Cuenca de Sánchez Carrión es la más contaminada de la región La Libertad, según estudio

Debido a la alta presencia de índices de cianuro, metales tóxicos y alta acidez, la cuenca Chuyugual, ubicada en la provincia de Sánchez Carrión, es la más contaminada de la región La Libertad. Así lo reveló la Asociación Marianistas de Acción Social (AMAS Marianistas), que junto a la Red Muqui y el Arzobispado Metropolitano de Trujillo, presentaron el informe histórico de monitoreo de calidad del agua superficial en las cuencas El Perejil, ubicado en la provincia de Otuzco; Chuyugual, Sánchez Carrión; y Caballo Moro, en Santiago de Chuco.

Dicho documento sistematiza dos décadas de vigilancia y evidencia una situación crítica para el derecho humano al agua y la salud de las poblaciones.  

El informe advierte que el deterioro de dicha cuenca no solo es químico, sino que muestra un impacto biológico progresivo reflejado en la reducción de familias de macroinvertebrados en estaciones vinculadas a la zona de influencia minera, lo que constituye un indicador sensible del deterioro ecológico de las cuencas.

Parámetro por encima del permitido

El monitoreo, realizado entre 2005 y 2025 en época de estiaje y con análisis de laboratorios acreditados, confirma superaciones de parámetros relevantes en varias estaciones de las cuencas evaluadas. El informe remarca que Chuyugual es el escenario más crítico, mientras que en Perejil (Otuzco) se registran superaciones puntuales y en Caballo Moro (Santiago de Chuco) se advierte un proceso de acidificación. Entre los parámetros observados destacan pH, conductividad eléctrica, nitrógeno amoniacal, nitratos, sulfatos y distintas especies de cianuro.

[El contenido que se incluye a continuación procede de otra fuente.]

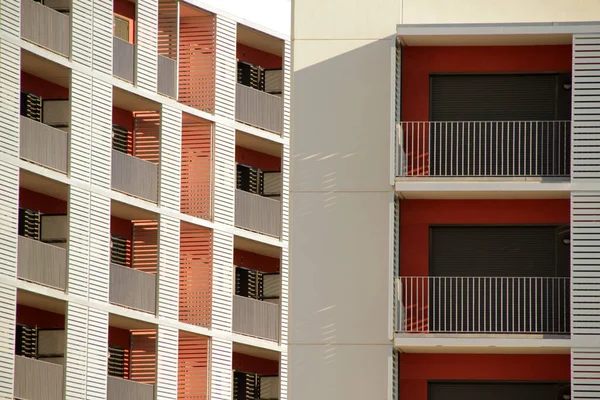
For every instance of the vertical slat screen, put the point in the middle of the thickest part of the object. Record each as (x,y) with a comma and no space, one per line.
(197,61)
(226,67)
(170,156)
(102,35)
(168,277)
(196,167)
(195,272)
(167,363)
(222,285)
(147,44)
(193,367)
(81,126)
(145,246)
(143,356)
(10,91)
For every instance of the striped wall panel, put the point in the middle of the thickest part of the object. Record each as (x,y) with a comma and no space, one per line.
(170,158)
(197,44)
(99,247)
(193,375)
(8,316)
(221,369)
(195,275)
(168,276)
(9,217)
(586,111)
(102,133)
(10,92)
(226,67)
(102,35)
(76,353)
(222,284)
(81,126)
(97,364)
(147,44)
(79,239)
(168,350)
(224,174)
(82,17)
(10,18)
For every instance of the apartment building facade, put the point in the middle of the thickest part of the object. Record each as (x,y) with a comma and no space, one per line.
(444,200)
(144,216)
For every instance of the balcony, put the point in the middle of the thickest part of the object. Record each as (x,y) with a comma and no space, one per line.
(484,149)
(483,305)
(43,144)
(132,288)
(46,27)
(38,380)
(260,109)
(257,213)
(134,176)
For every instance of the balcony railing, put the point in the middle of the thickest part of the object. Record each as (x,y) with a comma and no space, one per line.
(255,318)
(257,213)
(258,108)
(46,27)
(132,288)
(119,389)
(42,263)
(484,148)
(134,176)
(500,305)
(123,59)
(167,76)
(43,144)
(38,380)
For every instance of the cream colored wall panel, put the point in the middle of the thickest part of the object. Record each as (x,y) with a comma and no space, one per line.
(343,248)
(341,138)
(10,62)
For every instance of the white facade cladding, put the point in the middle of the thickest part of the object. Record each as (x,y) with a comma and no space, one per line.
(135,264)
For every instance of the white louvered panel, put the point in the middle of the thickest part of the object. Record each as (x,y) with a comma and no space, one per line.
(81,126)
(8,316)
(226,67)
(221,369)
(9,217)
(10,19)
(168,275)
(170,158)
(147,44)
(586,114)
(76,352)
(81,20)
(224,174)
(102,35)
(99,247)
(97,362)
(102,133)
(79,241)
(10,64)
(287,87)
(168,350)
(222,280)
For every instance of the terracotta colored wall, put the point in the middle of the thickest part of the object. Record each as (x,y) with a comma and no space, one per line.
(417,369)
(417,215)
(41,202)
(258,57)
(256,159)
(261,366)
(419,62)
(42,88)
(258,262)
(42,319)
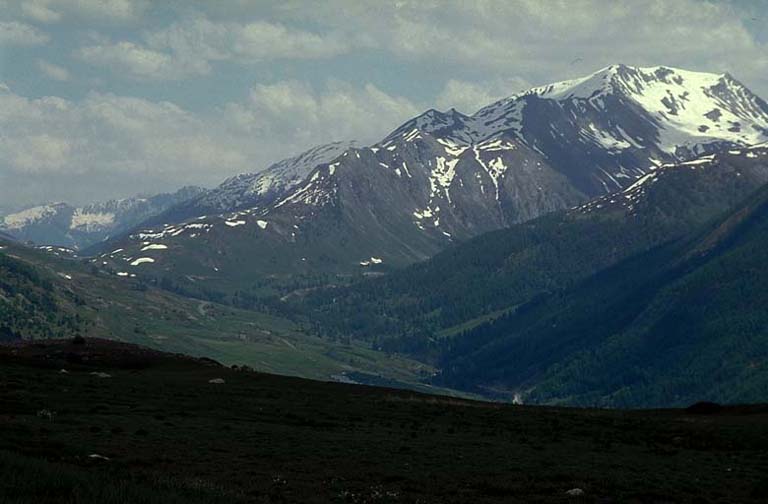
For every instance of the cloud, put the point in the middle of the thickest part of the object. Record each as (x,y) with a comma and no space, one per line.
(107,145)
(468,97)
(249,42)
(188,48)
(552,40)
(140,62)
(54,72)
(40,12)
(20,34)
(298,115)
(52,11)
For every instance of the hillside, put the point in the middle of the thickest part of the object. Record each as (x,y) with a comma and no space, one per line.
(64,225)
(680,321)
(31,306)
(444,177)
(45,295)
(497,271)
(152,428)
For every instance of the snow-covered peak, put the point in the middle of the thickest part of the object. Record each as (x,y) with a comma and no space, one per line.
(689,108)
(452,124)
(282,175)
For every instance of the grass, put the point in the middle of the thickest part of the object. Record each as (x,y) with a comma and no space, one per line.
(171,436)
(120,309)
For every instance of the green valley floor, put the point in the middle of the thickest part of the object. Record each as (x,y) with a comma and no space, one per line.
(125,424)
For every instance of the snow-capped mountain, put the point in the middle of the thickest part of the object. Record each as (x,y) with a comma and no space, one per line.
(443,177)
(254,190)
(79,227)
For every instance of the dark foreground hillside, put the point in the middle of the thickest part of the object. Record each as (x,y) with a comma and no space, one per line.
(151,428)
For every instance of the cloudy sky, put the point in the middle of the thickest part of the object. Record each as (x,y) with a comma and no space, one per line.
(107,98)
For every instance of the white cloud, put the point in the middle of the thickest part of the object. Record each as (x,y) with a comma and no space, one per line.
(141,62)
(39,11)
(468,97)
(249,42)
(551,40)
(51,11)
(188,47)
(295,114)
(107,145)
(52,71)
(21,34)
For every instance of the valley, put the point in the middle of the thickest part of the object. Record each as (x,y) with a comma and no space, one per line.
(156,429)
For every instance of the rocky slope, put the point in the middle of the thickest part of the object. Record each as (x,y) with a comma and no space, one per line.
(446,177)
(61,224)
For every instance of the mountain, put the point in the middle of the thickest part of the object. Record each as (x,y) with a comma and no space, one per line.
(80,227)
(47,293)
(494,272)
(31,306)
(447,177)
(680,321)
(253,190)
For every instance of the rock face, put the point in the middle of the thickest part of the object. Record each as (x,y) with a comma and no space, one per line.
(444,177)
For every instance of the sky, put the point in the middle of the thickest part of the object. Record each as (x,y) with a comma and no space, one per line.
(104,99)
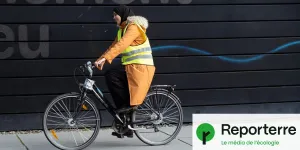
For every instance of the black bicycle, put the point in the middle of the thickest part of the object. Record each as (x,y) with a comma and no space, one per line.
(76,114)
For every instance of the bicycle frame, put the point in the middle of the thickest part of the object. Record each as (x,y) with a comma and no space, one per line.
(89,85)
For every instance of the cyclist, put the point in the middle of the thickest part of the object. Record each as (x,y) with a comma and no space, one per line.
(130,82)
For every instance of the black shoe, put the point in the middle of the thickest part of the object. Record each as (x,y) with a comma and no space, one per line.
(117,135)
(129,134)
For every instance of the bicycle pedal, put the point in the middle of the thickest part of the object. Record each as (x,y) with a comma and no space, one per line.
(131,128)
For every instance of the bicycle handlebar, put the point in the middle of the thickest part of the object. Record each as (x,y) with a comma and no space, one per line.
(90,67)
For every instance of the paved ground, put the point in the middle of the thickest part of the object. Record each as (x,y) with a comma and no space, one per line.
(38,141)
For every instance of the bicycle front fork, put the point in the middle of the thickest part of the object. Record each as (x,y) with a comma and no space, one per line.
(79,104)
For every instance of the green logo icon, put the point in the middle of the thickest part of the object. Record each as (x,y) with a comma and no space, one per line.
(205,132)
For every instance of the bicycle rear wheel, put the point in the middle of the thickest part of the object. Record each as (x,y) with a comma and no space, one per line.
(158,132)
(59,127)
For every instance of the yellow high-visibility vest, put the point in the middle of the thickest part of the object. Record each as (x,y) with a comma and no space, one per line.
(140,54)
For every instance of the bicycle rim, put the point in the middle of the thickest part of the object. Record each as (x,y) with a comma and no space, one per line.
(155,130)
(64,133)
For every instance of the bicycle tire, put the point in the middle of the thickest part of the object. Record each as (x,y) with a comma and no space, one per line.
(97,128)
(174,98)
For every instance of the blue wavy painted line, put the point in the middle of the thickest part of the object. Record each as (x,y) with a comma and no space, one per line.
(224,58)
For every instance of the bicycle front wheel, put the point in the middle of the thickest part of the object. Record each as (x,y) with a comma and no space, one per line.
(160,131)
(65,133)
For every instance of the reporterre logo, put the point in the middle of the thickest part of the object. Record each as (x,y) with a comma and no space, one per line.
(205,132)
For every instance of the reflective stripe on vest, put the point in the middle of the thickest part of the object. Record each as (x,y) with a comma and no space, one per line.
(140,54)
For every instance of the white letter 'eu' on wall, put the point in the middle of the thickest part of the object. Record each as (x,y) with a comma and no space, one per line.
(43,48)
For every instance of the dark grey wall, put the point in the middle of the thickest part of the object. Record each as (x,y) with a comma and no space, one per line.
(225,56)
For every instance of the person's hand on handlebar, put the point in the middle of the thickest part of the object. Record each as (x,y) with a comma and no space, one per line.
(99,63)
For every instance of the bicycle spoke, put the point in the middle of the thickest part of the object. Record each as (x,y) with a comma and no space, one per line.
(82,136)
(67,109)
(59,112)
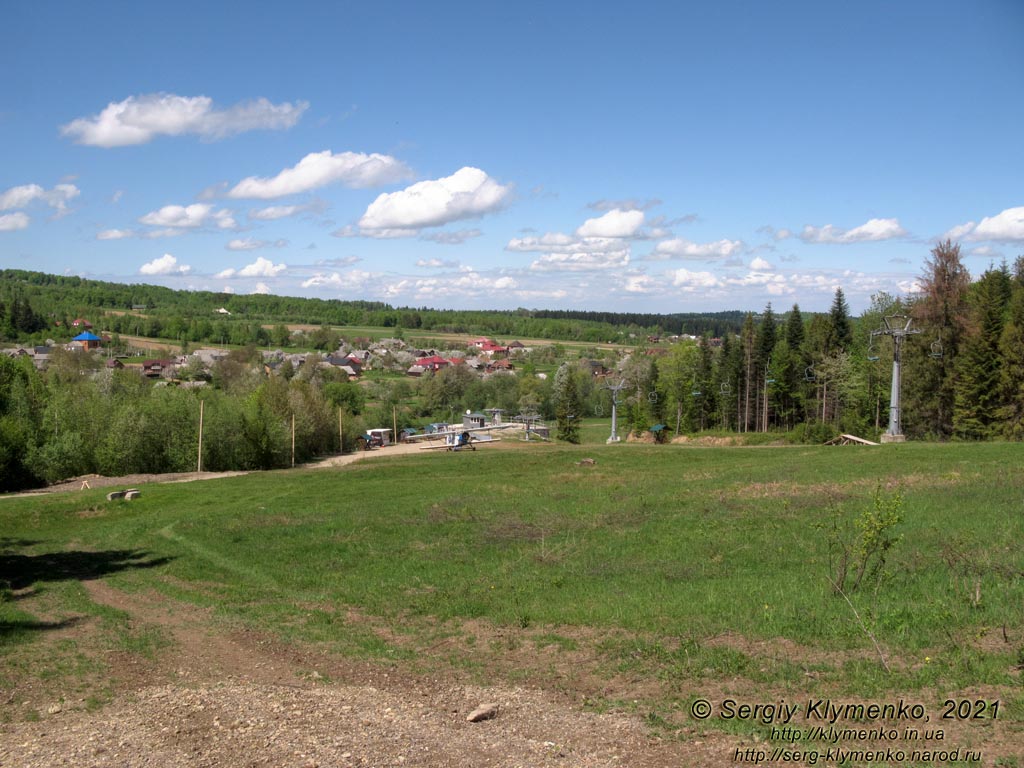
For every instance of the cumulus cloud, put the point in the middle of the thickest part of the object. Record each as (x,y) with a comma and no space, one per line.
(689,281)
(452,239)
(189,217)
(960,231)
(138,120)
(320,169)
(466,286)
(272,213)
(615,223)
(260,268)
(631,204)
(342,261)
(11,221)
(26,195)
(436,264)
(679,248)
(774,233)
(325,281)
(583,261)
(549,242)
(251,244)
(1003,227)
(166,264)
(115,235)
(870,231)
(469,193)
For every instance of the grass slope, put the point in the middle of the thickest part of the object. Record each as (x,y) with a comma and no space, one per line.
(669,562)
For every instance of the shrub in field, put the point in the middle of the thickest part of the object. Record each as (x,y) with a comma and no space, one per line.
(858,548)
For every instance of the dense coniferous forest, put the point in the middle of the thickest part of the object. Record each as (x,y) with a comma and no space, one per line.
(800,377)
(66,297)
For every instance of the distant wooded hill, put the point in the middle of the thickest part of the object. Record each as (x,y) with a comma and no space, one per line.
(31,302)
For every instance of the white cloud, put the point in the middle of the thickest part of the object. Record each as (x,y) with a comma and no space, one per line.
(870,231)
(166,264)
(1008,225)
(960,231)
(577,262)
(684,249)
(615,223)
(11,221)
(248,244)
(178,216)
(260,268)
(644,284)
(625,205)
(452,239)
(251,244)
(469,193)
(272,213)
(469,285)
(320,169)
(23,197)
(693,281)
(139,119)
(166,232)
(188,217)
(436,264)
(115,235)
(549,242)
(326,281)
(342,261)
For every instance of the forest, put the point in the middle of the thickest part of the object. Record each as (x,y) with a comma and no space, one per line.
(791,376)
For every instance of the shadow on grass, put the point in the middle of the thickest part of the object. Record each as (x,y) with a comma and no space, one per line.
(12,630)
(19,571)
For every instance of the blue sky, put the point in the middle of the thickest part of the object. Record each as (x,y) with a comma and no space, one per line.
(644,157)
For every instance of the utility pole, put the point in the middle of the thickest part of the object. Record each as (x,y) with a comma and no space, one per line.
(615,389)
(898,327)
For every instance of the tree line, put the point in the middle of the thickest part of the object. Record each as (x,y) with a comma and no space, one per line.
(163,312)
(805,377)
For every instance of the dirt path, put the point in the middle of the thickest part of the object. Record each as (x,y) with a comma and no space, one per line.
(100,481)
(229,699)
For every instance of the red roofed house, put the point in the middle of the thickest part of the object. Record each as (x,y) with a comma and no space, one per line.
(434,363)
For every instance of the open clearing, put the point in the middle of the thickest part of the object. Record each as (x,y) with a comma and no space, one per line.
(355,614)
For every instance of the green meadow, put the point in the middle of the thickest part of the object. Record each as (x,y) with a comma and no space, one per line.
(677,566)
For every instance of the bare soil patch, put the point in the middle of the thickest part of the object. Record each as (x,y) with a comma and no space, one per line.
(236,698)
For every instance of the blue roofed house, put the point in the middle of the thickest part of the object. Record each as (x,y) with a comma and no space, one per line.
(88,340)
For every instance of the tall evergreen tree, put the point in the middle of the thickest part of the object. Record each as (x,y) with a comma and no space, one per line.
(1011,411)
(840,331)
(930,368)
(767,334)
(748,342)
(977,383)
(795,329)
(568,407)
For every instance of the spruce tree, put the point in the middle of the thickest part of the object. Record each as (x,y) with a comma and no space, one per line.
(978,368)
(840,332)
(567,404)
(1011,410)
(930,367)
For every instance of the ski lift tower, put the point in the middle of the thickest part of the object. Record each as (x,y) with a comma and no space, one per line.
(615,389)
(898,327)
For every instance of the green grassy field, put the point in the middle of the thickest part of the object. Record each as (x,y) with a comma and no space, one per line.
(679,565)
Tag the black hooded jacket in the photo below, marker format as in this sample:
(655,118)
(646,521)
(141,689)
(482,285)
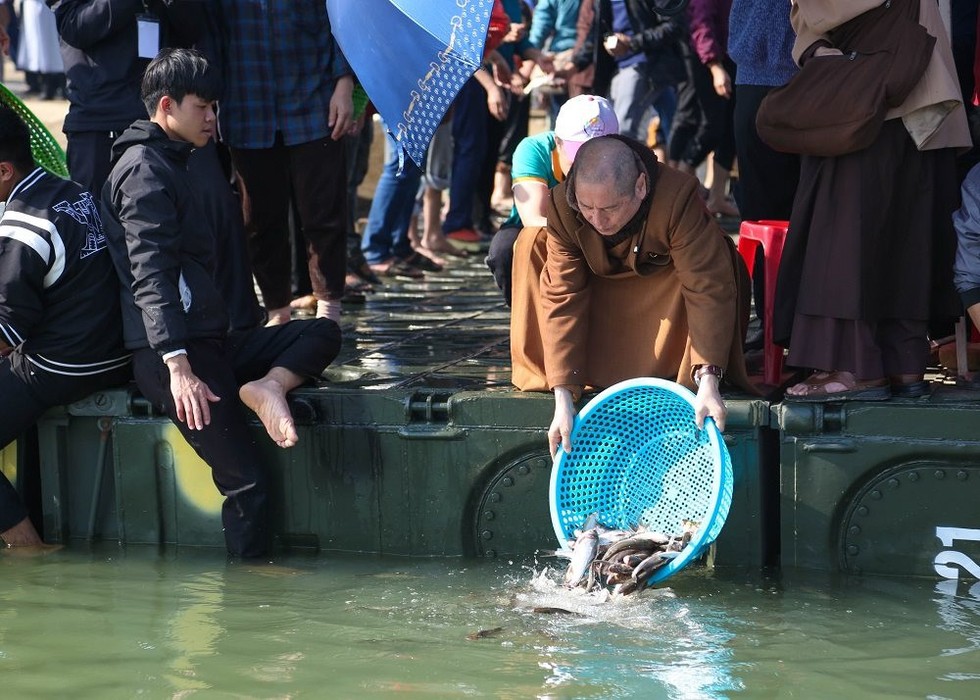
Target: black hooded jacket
(161,243)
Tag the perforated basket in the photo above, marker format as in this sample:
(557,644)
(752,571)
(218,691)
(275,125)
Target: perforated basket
(46,149)
(639,459)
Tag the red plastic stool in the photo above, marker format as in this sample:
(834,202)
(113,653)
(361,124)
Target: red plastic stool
(770,235)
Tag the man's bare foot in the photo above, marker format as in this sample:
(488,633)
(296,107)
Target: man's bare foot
(268,399)
(277,317)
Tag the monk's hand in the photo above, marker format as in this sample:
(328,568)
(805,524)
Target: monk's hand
(192,397)
(560,432)
(708,402)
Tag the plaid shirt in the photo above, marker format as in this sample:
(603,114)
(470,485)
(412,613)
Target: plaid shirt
(280,67)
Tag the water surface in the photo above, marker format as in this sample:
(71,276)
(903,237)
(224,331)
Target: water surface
(110,622)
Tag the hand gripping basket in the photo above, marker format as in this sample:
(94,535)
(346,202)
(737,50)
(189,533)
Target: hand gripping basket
(46,149)
(639,459)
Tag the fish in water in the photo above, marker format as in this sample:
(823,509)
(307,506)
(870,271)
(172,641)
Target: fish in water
(483,634)
(583,554)
(547,610)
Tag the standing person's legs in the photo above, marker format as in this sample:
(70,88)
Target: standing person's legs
(318,174)
(500,258)
(687,118)
(631,93)
(469,129)
(767,179)
(265,172)
(89,156)
(226,444)
(386,234)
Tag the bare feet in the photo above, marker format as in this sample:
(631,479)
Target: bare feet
(267,398)
(838,386)
(277,317)
(305,303)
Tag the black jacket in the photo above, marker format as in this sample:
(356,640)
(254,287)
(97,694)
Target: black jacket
(99,49)
(59,296)
(161,242)
(662,39)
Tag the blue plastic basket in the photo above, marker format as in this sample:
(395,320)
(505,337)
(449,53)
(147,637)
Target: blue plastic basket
(639,459)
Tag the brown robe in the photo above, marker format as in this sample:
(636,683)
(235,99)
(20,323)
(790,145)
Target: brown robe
(671,296)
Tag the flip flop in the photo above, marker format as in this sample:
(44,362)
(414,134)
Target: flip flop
(911,390)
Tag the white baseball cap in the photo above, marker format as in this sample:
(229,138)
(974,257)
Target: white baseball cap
(582,118)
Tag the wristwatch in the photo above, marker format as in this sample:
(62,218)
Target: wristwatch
(698,371)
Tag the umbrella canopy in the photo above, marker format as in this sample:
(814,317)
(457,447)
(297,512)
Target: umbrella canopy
(412,57)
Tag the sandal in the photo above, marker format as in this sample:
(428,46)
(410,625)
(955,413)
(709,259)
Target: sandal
(422,262)
(397,268)
(909,386)
(444,248)
(823,387)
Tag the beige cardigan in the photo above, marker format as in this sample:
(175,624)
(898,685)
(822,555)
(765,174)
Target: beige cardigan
(933,113)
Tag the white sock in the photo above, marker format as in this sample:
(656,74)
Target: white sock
(328,309)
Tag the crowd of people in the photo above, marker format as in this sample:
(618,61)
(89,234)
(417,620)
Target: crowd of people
(215,148)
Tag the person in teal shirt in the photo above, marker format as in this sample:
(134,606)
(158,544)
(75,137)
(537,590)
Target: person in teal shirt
(541,162)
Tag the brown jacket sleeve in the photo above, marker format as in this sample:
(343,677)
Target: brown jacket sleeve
(701,258)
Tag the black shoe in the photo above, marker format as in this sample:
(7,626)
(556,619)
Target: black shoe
(364,271)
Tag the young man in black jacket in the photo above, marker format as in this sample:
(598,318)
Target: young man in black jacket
(60,336)
(174,317)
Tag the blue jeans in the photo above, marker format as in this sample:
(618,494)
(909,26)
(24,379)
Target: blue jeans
(470,117)
(386,234)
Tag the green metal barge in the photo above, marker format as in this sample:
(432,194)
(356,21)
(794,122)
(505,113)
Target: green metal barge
(416,444)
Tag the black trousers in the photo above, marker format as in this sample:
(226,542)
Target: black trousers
(703,120)
(227,444)
(25,394)
(500,258)
(314,174)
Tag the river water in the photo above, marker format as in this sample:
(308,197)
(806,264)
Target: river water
(111,622)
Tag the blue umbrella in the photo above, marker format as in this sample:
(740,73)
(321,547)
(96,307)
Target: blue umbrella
(412,57)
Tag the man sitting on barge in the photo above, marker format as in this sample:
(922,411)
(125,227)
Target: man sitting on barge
(60,337)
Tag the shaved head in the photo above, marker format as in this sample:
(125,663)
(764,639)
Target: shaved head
(609,162)
(607,185)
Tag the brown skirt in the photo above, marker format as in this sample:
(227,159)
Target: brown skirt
(870,237)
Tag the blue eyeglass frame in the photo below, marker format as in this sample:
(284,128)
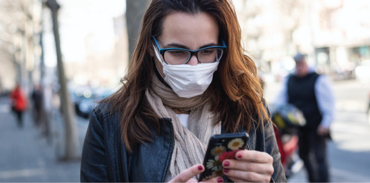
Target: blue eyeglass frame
(192,52)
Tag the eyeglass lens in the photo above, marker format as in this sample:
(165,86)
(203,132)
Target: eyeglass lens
(177,57)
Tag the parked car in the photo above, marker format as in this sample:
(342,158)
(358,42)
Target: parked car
(90,99)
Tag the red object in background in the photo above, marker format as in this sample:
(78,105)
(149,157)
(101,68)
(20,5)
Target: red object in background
(19,101)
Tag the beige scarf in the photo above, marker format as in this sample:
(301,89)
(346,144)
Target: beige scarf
(190,146)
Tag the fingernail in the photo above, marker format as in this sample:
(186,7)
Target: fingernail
(200,167)
(239,155)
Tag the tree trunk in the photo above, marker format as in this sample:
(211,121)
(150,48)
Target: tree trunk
(135,10)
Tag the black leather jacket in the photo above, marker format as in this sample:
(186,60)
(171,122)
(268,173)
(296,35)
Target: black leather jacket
(105,159)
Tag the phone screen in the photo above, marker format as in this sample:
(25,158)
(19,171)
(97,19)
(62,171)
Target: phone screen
(221,147)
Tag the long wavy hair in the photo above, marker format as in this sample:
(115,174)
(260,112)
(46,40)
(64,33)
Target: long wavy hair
(237,97)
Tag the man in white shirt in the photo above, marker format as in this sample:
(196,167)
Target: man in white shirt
(312,94)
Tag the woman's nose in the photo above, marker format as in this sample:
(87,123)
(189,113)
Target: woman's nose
(193,60)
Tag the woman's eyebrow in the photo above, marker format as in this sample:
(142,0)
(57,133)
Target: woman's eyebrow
(176,45)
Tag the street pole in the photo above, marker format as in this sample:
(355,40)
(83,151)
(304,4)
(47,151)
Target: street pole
(70,131)
(134,16)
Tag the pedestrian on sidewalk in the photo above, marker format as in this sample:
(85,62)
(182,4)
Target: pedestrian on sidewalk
(311,93)
(188,80)
(18,103)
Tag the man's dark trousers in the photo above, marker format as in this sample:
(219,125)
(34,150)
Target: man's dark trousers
(312,147)
(312,150)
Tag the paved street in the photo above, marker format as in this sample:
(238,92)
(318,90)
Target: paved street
(27,157)
(349,152)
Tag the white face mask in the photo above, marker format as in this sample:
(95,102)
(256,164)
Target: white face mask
(188,81)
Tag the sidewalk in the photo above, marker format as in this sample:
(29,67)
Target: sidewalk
(26,156)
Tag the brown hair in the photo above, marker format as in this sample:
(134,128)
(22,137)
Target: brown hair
(235,90)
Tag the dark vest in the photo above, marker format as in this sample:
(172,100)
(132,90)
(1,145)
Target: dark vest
(301,93)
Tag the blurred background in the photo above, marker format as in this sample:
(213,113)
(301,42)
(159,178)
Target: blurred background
(78,51)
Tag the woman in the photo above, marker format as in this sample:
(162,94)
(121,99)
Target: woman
(19,103)
(188,80)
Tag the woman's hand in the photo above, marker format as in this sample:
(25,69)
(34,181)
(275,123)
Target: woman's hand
(188,174)
(249,166)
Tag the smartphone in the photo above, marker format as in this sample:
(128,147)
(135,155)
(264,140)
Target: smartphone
(221,147)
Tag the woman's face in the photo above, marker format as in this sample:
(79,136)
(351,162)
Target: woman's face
(189,31)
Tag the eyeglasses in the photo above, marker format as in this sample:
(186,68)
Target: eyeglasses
(178,56)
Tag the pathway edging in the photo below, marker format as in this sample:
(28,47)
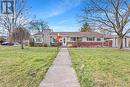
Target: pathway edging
(61,73)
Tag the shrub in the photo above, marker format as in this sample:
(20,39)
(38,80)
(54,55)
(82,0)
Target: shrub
(45,45)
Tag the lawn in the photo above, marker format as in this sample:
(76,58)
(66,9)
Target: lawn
(101,67)
(24,68)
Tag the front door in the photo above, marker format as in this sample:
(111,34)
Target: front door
(64,43)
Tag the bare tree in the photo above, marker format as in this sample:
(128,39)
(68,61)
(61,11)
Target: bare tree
(113,15)
(85,28)
(39,26)
(15,20)
(19,35)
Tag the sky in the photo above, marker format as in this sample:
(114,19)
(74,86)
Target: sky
(61,15)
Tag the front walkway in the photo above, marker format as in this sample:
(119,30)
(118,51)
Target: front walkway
(61,74)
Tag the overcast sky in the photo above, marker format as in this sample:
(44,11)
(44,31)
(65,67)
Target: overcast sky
(60,14)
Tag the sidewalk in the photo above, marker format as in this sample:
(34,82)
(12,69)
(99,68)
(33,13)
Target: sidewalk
(61,74)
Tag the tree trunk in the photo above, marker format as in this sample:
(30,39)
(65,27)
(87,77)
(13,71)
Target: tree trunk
(120,42)
(22,47)
(9,37)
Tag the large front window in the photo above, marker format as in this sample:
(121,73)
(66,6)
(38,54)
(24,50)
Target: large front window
(73,39)
(90,38)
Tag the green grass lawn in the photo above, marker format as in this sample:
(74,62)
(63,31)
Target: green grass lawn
(101,67)
(24,68)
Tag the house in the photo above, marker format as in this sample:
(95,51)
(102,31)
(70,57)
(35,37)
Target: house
(79,39)
(3,38)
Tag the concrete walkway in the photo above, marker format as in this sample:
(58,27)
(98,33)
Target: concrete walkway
(61,74)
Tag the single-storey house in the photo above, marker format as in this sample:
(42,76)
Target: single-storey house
(78,39)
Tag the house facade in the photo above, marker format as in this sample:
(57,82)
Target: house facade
(79,39)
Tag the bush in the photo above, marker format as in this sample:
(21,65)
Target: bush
(45,45)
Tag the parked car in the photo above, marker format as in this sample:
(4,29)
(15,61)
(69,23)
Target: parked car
(8,43)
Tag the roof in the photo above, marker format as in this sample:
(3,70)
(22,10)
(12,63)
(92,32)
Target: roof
(96,34)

Uno de los hallazgos más preocupantes la zona de Chuyugual, porque el monitoreo acreditado confirmó presencia de cianuro, metales tóxicos y alta acidez. Según los resultados presentados, se registró cianuro total de hasta 0.159 mg/L, conductividad eléctrica superior a 5000 μS/cm, sulfatos por encima de 3000 mg/L, nitratos de hasta 70.8 mg/L, DBO5 de 14.7 mg/L y un pH ácido entre 4.2 y 4.5.

Asimismo, se reportaron metales por encima de los ECA, entre ellos arsénico, selenio, cobre, mercurio, talio y cadmio, lo que vuelve a una situación de emergencia ambiental.

Respuestas inmediatas

En ese marco, AMAS Marianistas, Red Muqui y el Arzobispado de Trujillo, junto a vigilantes y monitores ambientales comunitarios, subrayaron que estos resultados exigen una respuesta inmediata de las autoridades. Entre las principales demandas planteadas están la declaratoria de emergencia por contaminación por cianuro en la zona Chuyugual, la implementación de mecanismos de tratamiento del agua y la realización de una Evaluación Ambiental de Causalidad (EAC) por parte del OEFA en Lagunas Norte.

Asimismo, se demandó al Ministerio de Salud la ejecución de tamizajes integrales para detectar presencia de metales pesados y cianuro en pobladores de las zonas afectadas. Del mismo modo, se insistió en la necesidad de fortalecer el rol de los Comités de Vigilancia y Monitoreo Ambiental Comunitario, por ser actores fundamentales en la supervisión ambiental y en la defensa del territorio.

Control de la minería

De igual manera, pidieron fortalecer la regulación sobre concesiones mineras y actividades bajo Registro Integral de Formalización Minera (Reinfo), así como identificar y controlar la minería informal o ilegal, especialmente en las zonas de Perejil y Caballo Moro. También se demandó estudiar de manera específica los impactos de la minería artesanal y de pequeña escala (MAPE) y avanzar hacia la derogatoria definitiva del REINFO, reemplazándolo por controles estrictos que prevengan actividades contaminantes.

Los resultados del estudio reafirmaron el valor de la articulación entre sociedad civil, Iglesia, academia y comunidades. La presencia de los vigilantes y monitores ambientales comunitarios, junto con el respaldo de instituciones eclesiales y universitarias, expresó un mensaje claro: la defensa del agua, de la vida y de la casa común no puede seguir postergándose.